Hi everyone, remember me? Back in the day I used to write words about Paris Saint-Germain, before taking an unannounced and indefinite hiatus.
But, like Halley’s Comet, I’ve come round again and have dusted off my blogging keyboard after becoming increasingly angry about PSG’s form, or lack thereof.
The nadir of the team’s recent meh-ness came on Saturday at the Furiani, where, after racing into a 2-0 lead, PSG somehow contrived to lose 4-2 to Bastia.
In many ways the result was a bit of a freak one; Bastia had four shots on target and scored four goals. But losing to a team who are demonstrably not very good – Bastia are 19th in the Ligue 1 standings – is a worry, not least because results elsewhere saw us slip to fourth in the table.
Tuesday’s 1-0 win over Saint-Etienne was a welcome one, but let’s face it, PSG’s season isn’t going to be defined by the team’s progress in the Coupe de la Ligue.
I have a few things I’d like to say about the current situation at the Parc des Princes, and will spew them forth now like a torrent of inarticulate bile.
Firstly, the top of Ligue 1 at it looks at present shows how premature the doom and gloom mongers were when they proclaimed the death of a competitive top division in France. At the start of the season I lost count of the number of seasoned Ligue 1 watchers saying that no-one would ever be able to live with PSG, and how the only interesting stuff in the league would be what happened below us.
Of course, as by far the league’s richest team PSG should win the title every season, but when has football ever worked like that? Atletico Madrid’s triumph over Real Madrid and Barcelona in Spain last season, and Bayern Munich’s non-dominance of the Bundesliga over a number of years show that it’s by no means impossible to topple the big boys. Lyon and Marseille are proving that with smart management and a bit of ingenuity it’s possible to compensate for a lack of cash and put yourself in a position to capitalise if your rivals slip up.
And how PSG have slipped; presently we’re nine points worse off than we were at this stage last season, and arguably performance levels have gone even further backwards. A Champions League last-16 date with Chelsea looms large, and at present the chances of us competing with Jose Mourinho’s men in the same way we did last year are slimmer than an anorexic stick insect
The obvious solution to try and illicit a change is to fire the coach, but I don’t think this would be very constructive in this case. While not being the most exciting or innovative coach in the world, ol’ Larry White showed last year that he’s capable of steering the PSG ship to success while keeping the potentially mutinous crew members on-side. If we get rid of him now we’ll need to find someone else, and the market isn’t exactly jam-packed with obvious replacements.

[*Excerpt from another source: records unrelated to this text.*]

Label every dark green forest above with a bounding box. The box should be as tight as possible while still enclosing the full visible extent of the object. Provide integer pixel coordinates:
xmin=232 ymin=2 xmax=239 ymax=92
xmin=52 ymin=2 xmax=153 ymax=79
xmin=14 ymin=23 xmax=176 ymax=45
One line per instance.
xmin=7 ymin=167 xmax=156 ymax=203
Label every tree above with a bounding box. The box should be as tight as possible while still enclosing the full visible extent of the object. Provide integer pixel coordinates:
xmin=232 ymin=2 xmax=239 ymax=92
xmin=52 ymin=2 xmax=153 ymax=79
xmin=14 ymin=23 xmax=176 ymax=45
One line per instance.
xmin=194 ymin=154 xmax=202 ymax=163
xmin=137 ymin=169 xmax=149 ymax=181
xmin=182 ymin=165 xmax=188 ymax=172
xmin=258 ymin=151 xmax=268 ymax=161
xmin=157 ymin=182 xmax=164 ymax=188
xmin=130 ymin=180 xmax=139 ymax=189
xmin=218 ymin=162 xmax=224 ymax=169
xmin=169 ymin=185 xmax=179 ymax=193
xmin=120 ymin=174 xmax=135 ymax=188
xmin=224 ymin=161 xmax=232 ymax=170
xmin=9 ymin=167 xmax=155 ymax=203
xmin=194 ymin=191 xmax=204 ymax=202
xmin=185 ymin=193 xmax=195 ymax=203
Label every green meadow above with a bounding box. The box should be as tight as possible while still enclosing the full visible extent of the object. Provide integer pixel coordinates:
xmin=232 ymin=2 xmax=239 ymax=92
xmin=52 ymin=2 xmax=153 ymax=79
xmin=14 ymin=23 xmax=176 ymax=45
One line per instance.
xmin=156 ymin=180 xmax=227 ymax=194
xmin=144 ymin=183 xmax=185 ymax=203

Instead I’d be looking to make changes in the squad. Big changes. Since QSI took over, they have basically built two teams; the 2011/12, buy-anyone-who’ll-consider-joining-us squad which failed to beat Montpellier to the title, and the 2012 second wave of big names including Zlatan, Thiago Silva et al. Though the squad has been expensively tinkered with in the last couple of summers, the core of the team has remained unchanged.
And it’s a core that’s done pretty well for us, winning two Ligue 1 titles, a Coupe de la Ligue as well as holding its own in the Champions League. But despite the success, doubts over the squad’s attitude, particularly in run-of-the-mill Ligue 1 games, have persisted. I don’t have a particularly have a problem with this as long as the end result is right, and we’ve managed to dig ourselves out of many a self-inflicted hole in the last couple of seasons.
The problem for the class of 2012 is that age and injury seem to be restricting their digging ability; Greg van der Wiel has chronic knee problems, Thiago Silva seems to have been off-form for a year and has a recurring thigh injury while Maxwell, bless his heart, is 33 and starting to look it. Thiago Motta’s powers appear to be on the wane, and even Zlatan, whose output remains impressive, has yet to properly shake off his heel-knack. As a result, we’re conceding goals which might have previously been prevented, and not creating taking as many chances as we used to.
All teams have a shelf-life, and I get the feeling we’re reaching the end for this PSG squad who have brought us so many happy memories. They’re getting old and worn out together, and it’s time for the big personalities who run the dressing room to go and for a new squad to be built with the younger players at the heart of it – Marquinhos and Digne at the back, Matuidi (I know he’s 27, but humour me) and Verratti in midfield, Lucas up front.
I’m not suggesting this should happen this January, and indeed the existing team could well go on to win a third successive Ligue 1 title. But a shake-up needs to happen, and it needs someone to make it happen, which is why I think a new sporting director could be key to PSG’s immediate future. Of late our transfer policy has been as illogical as a Jeremy Menez hair-cut (miss you Jezza), and though I never thought I’d regret the departure of Leonardo, he at least had a clear plan of what he wanted to do with the team.
The current squad is built in Leo’s image, and we need a similarly strong character to come in with a plan for P$G 3.0. Otherwise, this stagnation could continue for a while yet.